Inside the worker, a connect event fires once per page that connects, delivering that page’s port in e.ports[0]:

// shared.js — the single shared worker
const clients = [];

self.onconnect = (e) => {
  const port = e.ports[0];
  clients.push(port);

  port.onmessage = (msg) => {
    // broadcast to every connected tab
    for (const c of clients) c.postMessage({ echo: msg.data });
  };

  port.start();
};

Keep a list of ports and you can broadcast across tabs, deduplicate a network subscription, or serve a single source of truth. SharedWorker has been supported in Chrome and Firefox for years; Safari re-added support and it crossed into Baseline widely available in 2026, so it’s finally usable without heavy caveats — though a service worker or BroadcastChannel is often the simpler tool for plain cross-tab messaging.

When not to reach for this

Shared memory is a specialist tool. Most apps that use a worker should stick with postMessage: it’s copy-based, so there are no data races to reason about, and structured clone is fast enough for the vast majority of payloads. Reach for SharedArrayBuffer and Atomics only when you have a concrete, measured reason:

  • WebAssembly threads. This is the number-one real use. Multithreaded Wasm (Emscripten pthreads, Rust wasm-bindgen-rayon) is built on SharedArrayBuffer, and the toolchain generates the atomic operations for you. If you’re shipping a threaded Wasm module, you’re already here.
  • Tight, high-frequency numeric exchange. Audio processing, physics, real-time signal work — cases where copying a large buffer every frame is the measured bottleneck.
  • A ring buffer between a producer and consumer worker that would otherwise thrash the message queue.

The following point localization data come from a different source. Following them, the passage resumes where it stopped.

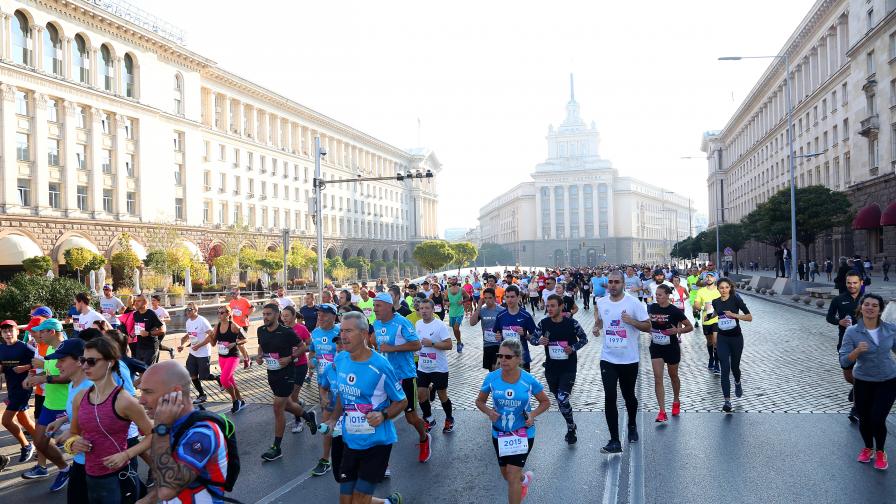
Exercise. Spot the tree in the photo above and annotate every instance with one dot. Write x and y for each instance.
(491, 254)
(433, 254)
(464, 253)
(37, 265)
(77, 258)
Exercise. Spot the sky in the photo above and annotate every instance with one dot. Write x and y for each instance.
(485, 79)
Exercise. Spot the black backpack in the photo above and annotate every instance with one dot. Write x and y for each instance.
(233, 457)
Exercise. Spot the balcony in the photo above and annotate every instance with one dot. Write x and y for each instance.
(869, 126)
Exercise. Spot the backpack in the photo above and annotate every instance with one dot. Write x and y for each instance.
(233, 458)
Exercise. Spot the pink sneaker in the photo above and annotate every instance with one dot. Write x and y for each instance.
(880, 461)
(865, 455)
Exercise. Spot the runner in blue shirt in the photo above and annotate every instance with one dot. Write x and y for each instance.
(397, 340)
(369, 396)
(513, 421)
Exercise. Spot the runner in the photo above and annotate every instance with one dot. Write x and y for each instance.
(513, 421)
(866, 347)
(199, 336)
(667, 324)
(15, 360)
(703, 303)
(620, 318)
(516, 323)
(277, 351)
(562, 338)
(840, 313)
(398, 341)
(456, 299)
(369, 397)
(229, 340)
(432, 366)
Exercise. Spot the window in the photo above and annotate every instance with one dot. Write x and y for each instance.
(130, 86)
(81, 156)
(52, 110)
(52, 51)
(24, 187)
(81, 60)
(106, 68)
(53, 190)
(81, 198)
(22, 147)
(53, 152)
(21, 39)
(178, 94)
(107, 161)
(107, 200)
(21, 103)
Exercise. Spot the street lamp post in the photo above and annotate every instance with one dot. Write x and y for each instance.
(319, 185)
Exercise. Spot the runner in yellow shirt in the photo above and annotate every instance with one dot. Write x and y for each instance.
(703, 302)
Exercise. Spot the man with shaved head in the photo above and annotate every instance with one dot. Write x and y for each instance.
(189, 465)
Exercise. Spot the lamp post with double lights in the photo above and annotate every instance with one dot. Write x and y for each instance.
(320, 183)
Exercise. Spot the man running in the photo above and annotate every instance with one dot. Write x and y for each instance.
(432, 366)
(562, 337)
(369, 396)
(276, 351)
(398, 341)
(620, 318)
(516, 323)
(841, 313)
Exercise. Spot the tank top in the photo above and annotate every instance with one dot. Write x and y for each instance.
(226, 337)
(104, 429)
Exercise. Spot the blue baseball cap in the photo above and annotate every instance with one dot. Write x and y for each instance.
(384, 297)
(69, 348)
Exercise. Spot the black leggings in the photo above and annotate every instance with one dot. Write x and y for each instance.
(873, 402)
(625, 375)
(729, 349)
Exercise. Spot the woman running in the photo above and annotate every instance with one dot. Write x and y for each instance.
(228, 339)
(667, 323)
(513, 422)
(868, 344)
(101, 417)
(731, 310)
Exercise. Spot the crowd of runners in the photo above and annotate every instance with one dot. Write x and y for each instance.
(377, 354)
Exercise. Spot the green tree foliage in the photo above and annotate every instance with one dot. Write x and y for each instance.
(464, 253)
(433, 254)
(37, 265)
(25, 291)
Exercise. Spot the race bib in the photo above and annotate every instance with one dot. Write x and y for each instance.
(513, 443)
(557, 350)
(727, 324)
(356, 419)
(660, 338)
(272, 363)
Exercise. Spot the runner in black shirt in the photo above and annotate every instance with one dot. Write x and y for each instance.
(731, 310)
(277, 346)
(667, 322)
(562, 337)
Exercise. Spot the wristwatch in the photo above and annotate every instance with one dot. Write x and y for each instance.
(162, 429)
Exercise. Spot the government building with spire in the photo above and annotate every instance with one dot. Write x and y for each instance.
(577, 210)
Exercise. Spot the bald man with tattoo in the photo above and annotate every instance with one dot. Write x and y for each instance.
(185, 472)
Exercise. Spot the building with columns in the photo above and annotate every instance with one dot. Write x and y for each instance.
(844, 123)
(110, 124)
(578, 211)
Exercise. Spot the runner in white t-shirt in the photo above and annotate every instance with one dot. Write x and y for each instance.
(199, 337)
(432, 366)
(619, 319)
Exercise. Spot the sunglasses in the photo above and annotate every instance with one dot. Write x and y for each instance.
(90, 361)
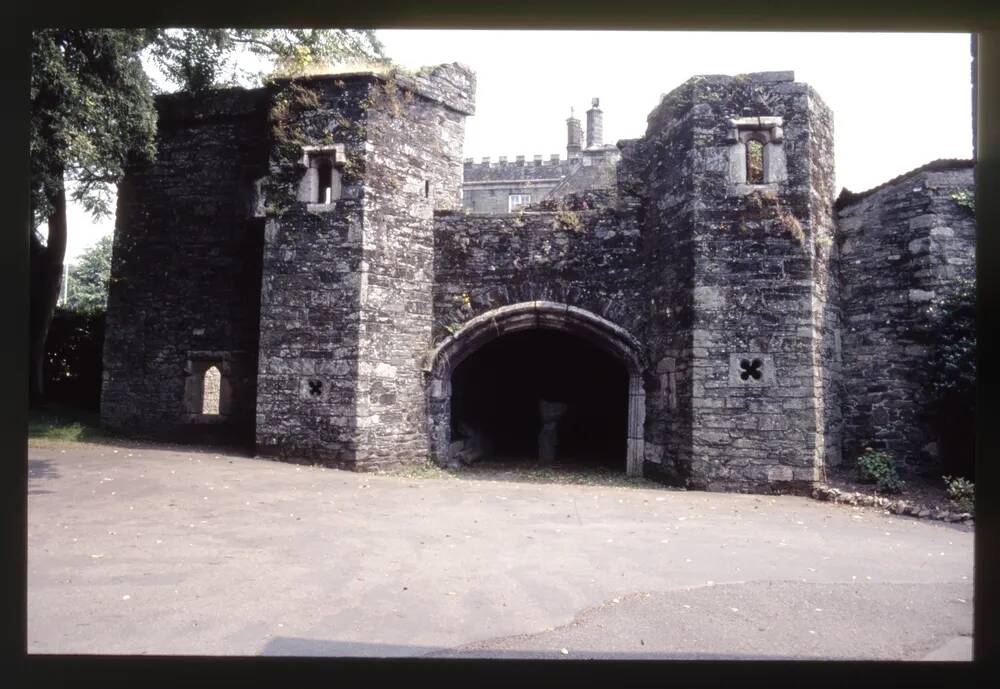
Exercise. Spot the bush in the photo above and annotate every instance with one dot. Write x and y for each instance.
(73, 359)
(879, 468)
(950, 379)
(961, 492)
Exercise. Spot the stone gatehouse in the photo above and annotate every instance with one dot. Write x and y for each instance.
(296, 272)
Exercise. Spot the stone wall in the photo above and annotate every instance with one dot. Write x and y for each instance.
(905, 247)
(346, 306)
(655, 184)
(764, 337)
(309, 321)
(757, 421)
(414, 167)
(587, 259)
(487, 185)
(185, 273)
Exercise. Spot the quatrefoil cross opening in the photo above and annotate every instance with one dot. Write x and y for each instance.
(751, 369)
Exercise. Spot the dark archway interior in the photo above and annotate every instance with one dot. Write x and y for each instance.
(496, 393)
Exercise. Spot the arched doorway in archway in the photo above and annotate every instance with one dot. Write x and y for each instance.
(541, 396)
(541, 381)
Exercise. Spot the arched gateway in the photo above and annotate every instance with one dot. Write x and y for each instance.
(446, 357)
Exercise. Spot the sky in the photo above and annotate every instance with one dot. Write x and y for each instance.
(898, 100)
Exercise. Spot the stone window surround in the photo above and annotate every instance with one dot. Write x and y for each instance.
(198, 362)
(445, 357)
(769, 131)
(310, 154)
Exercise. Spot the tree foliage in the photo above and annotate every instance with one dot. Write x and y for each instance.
(87, 288)
(199, 59)
(91, 111)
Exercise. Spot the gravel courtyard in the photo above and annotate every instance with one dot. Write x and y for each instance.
(141, 550)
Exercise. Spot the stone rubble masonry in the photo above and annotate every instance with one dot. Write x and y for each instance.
(905, 247)
(186, 271)
(767, 333)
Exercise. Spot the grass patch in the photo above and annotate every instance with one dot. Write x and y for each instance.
(64, 426)
(521, 472)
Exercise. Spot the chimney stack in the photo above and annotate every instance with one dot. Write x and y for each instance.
(595, 125)
(574, 136)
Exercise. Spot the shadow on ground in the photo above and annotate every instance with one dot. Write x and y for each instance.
(40, 469)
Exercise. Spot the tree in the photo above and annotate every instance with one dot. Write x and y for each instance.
(87, 288)
(198, 59)
(91, 112)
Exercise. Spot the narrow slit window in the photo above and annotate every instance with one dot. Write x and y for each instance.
(755, 162)
(325, 173)
(211, 391)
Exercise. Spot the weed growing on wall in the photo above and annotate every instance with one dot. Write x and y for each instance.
(961, 492)
(879, 468)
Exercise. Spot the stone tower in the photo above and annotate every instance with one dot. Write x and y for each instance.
(347, 287)
(574, 137)
(595, 125)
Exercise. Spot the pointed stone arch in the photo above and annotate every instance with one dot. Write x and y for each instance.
(442, 361)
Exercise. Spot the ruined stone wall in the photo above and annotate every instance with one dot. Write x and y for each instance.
(185, 273)
(654, 183)
(346, 305)
(587, 259)
(310, 298)
(756, 416)
(904, 248)
(413, 167)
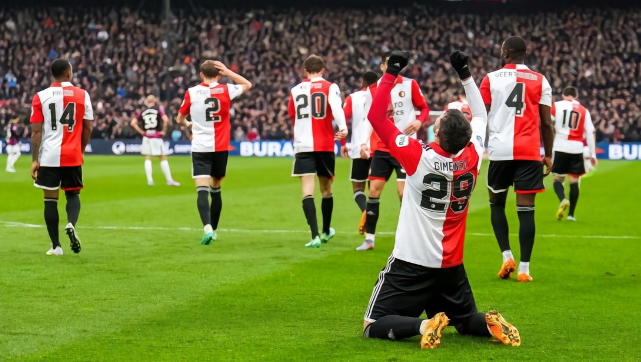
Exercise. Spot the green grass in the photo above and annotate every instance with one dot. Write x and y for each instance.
(158, 295)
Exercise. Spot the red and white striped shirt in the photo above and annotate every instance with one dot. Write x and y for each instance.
(209, 106)
(515, 93)
(405, 98)
(356, 107)
(431, 224)
(313, 105)
(61, 108)
(572, 124)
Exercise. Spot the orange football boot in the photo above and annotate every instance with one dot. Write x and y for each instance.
(501, 329)
(361, 224)
(432, 336)
(507, 269)
(524, 278)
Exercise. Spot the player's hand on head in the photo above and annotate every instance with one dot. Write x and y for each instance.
(397, 61)
(412, 128)
(221, 67)
(459, 60)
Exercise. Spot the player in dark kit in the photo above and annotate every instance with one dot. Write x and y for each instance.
(518, 101)
(425, 272)
(154, 128)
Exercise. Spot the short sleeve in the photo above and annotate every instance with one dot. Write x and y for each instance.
(185, 106)
(88, 108)
(486, 93)
(36, 110)
(234, 90)
(546, 93)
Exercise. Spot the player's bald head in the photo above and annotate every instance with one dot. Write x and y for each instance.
(314, 64)
(453, 131)
(514, 48)
(61, 69)
(208, 69)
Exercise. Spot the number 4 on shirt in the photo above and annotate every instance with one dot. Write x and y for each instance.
(68, 116)
(515, 99)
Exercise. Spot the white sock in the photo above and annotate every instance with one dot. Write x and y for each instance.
(148, 170)
(524, 268)
(371, 237)
(164, 165)
(11, 160)
(507, 255)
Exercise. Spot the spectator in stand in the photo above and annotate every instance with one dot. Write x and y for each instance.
(118, 55)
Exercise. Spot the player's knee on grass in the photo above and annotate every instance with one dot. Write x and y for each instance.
(393, 327)
(376, 188)
(475, 325)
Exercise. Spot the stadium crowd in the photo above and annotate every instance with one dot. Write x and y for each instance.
(119, 56)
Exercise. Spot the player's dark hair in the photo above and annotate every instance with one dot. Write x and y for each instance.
(208, 69)
(314, 64)
(571, 92)
(385, 56)
(516, 46)
(59, 67)
(369, 78)
(454, 131)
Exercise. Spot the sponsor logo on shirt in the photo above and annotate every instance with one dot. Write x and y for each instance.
(402, 140)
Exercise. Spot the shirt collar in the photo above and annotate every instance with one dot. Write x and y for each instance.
(210, 85)
(61, 84)
(515, 66)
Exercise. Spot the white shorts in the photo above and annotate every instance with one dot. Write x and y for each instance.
(13, 149)
(153, 147)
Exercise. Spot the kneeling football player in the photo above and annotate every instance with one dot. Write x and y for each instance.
(425, 272)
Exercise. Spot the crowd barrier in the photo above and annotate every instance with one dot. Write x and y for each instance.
(119, 147)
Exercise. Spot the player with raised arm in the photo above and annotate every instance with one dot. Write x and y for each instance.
(356, 107)
(15, 131)
(518, 101)
(406, 98)
(573, 124)
(154, 128)
(313, 105)
(61, 123)
(425, 272)
(208, 104)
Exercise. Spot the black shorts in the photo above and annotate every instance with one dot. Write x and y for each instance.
(360, 169)
(66, 178)
(314, 163)
(209, 164)
(526, 176)
(408, 289)
(571, 164)
(383, 164)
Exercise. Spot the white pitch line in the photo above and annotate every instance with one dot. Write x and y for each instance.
(288, 231)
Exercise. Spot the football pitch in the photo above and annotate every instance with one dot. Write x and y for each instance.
(144, 289)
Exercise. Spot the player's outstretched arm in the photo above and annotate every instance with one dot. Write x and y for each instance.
(402, 147)
(236, 78)
(459, 61)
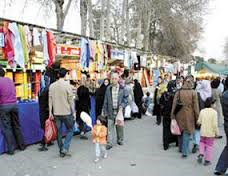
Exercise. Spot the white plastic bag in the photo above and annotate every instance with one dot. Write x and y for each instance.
(127, 113)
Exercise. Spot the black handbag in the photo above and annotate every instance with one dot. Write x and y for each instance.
(179, 105)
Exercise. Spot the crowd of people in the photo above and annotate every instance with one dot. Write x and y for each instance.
(199, 107)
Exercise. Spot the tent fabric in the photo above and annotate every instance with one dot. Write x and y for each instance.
(212, 68)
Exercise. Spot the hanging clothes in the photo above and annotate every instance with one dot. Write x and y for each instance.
(85, 53)
(19, 54)
(24, 43)
(36, 37)
(51, 48)
(28, 36)
(8, 50)
(45, 47)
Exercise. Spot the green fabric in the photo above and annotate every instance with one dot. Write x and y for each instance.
(213, 68)
(24, 43)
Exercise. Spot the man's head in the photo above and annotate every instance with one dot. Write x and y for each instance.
(2, 72)
(115, 79)
(62, 72)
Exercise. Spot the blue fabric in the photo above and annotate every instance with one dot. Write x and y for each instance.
(30, 124)
(185, 143)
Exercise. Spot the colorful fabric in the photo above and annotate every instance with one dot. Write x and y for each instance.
(24, 43)
(19, 54)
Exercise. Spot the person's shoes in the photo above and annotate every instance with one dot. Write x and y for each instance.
(195, 148)
(50, 144)
(120, 143)
(108, 147)
(218, 173)
(200, 159)
(96, 160)
(83, 137)
(10, 153)
(43, 148)
(207, 163)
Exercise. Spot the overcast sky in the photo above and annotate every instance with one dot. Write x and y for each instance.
(211, 45)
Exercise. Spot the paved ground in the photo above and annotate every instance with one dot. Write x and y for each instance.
(142, 149)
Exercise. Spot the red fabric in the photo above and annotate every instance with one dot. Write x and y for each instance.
(50, 133)
(51, 48)
(8, 50)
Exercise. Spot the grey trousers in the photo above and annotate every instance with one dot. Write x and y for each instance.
(111, 132)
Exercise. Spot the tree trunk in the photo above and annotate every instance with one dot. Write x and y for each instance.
(83, 14)
(102, 20)
(90, 10)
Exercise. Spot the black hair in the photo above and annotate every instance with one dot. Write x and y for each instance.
(2, 72)
(62, 72)
(209, 101)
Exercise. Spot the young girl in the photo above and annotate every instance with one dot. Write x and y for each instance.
(99, 134)
(209, 130)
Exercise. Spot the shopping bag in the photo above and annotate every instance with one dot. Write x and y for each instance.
(174, 128)
(120, 118)
(87, 119)
(50, 132)
(127, 113)
(134, 108)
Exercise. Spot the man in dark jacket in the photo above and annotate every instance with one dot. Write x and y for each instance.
(116, 98)
(222, 164)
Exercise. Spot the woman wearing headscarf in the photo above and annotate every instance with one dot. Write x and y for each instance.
(188, 114)
(138, 95)
(100, 94)
(216, 94)
(204, 91)
(166, 103)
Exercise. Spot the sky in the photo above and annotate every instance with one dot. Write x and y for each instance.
(211, 44)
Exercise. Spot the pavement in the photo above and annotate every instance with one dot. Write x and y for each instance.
(141, 155)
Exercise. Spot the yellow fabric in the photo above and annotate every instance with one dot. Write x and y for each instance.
(208, 121)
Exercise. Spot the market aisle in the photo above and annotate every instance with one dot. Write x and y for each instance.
(142, 155)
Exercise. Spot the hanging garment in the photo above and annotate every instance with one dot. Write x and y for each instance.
(28, 36)
(45, 47)
(51, 48)
(19, 54)
(8, 50)
(85, 53)
(36, 37)
(24, 43)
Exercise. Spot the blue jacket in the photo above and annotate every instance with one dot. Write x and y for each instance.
(108, 104)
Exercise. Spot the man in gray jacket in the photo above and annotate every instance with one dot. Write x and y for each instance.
(116, 98)
(61, 109)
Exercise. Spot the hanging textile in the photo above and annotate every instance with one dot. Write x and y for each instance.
(19, 54)
(24, 43)
(28, 36)
(36, 37)
(51, 48)
(8, 50)
(45, 47)
(85, 53)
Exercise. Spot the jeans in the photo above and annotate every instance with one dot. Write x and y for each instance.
(206, 147)
(100, 148)
(111, 131)
(10, 125)
(222, 164)
(196, 137)
(69, 123)
(185, 142)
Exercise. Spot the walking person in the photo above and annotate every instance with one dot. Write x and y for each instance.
(116, 99)
(208, 131)
(187, 116)
(9, 120)
(99, 134)
(222, 164)
(138, 96)
(61, 108)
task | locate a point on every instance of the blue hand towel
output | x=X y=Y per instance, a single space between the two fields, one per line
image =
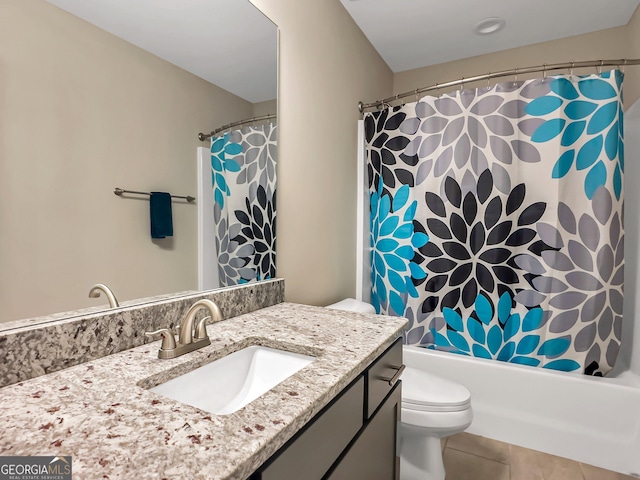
x=161 y=219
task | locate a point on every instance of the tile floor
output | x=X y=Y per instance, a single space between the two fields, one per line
x=470 y=457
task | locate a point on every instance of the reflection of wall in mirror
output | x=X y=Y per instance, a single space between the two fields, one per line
x=82 y=112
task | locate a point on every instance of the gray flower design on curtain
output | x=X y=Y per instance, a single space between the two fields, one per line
x=243 y=171
x=496 y=220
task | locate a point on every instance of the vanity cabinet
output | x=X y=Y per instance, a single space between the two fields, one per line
x=354 y=437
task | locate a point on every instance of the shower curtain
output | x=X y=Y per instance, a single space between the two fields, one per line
x=496 y=220
x=243 y=172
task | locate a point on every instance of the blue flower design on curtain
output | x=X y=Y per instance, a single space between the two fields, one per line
x=243 y=173
x=513 y=198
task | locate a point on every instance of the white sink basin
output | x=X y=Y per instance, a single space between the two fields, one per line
x=228 y=384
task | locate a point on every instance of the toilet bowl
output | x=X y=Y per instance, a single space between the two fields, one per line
x=432 y=408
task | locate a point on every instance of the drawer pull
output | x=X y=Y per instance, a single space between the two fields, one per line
x=396 y=376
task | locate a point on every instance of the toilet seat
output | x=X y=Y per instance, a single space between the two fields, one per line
x=425 y=392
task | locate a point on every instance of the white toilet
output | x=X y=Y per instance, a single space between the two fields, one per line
x=432 y=408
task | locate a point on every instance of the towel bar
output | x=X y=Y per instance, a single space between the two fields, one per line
x=120 y=191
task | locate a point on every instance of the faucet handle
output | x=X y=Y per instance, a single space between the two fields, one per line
x=168 y=340
x=201 y=328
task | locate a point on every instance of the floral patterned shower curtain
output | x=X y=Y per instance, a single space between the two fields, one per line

If your data is objects, strings, or anything you’d have to hand-encode into bytes, that friction is a sign you want messages, not shared memory. And if you can’t turn on cross-origin isolation without breaking your third-party embeds, the decision is made for you.

Summary

  • A SharedArrayBuffer is memory mapped into several threads at once. Unlike postMessage’s copy or transfer, every holder reads and writes the same bytes live — you lay a numeric typed-array view over it to access it.
  • It only works on a cross-origin-isolated page: send Cross-Origin-Opener-Policy: same-origin and Cross-Origin-Embedder-Policy: require-corp, then confirm crossOriginIsolated === true. This wall exists because shared memory makes Spectre-style attacks easier.
  • Plain view[i]++ on shared memory races — the read-modify-write can interleave and lose updates. Atomics.add, compareExchange, exchange, load, store, and the bitwise ops make each operation indivisible and correctly ordered. The read-modify-write ops return the old value.
  • Atomics.wait parks a worker (zero CPU) until Atomics.notify wakes it — a futex for thread coordination. Always store the new state before notifying. wait throws on the main thread; use Atomics.waitAsync there for a promise-based, non-blocking wait.
  • SharedWorker shares one worker instance across tabs/windows of an origin, connecting through MessagePorts in its connect event. It shares the worker, not memory.
  • SharedArrayBuffer/Atomics are Baseline widely available (behind isolation) and the backbone of multithreaded WebAssembly — but for everyday app code, message passing is simpler and safer. Reach for shared memory only with a measured reason.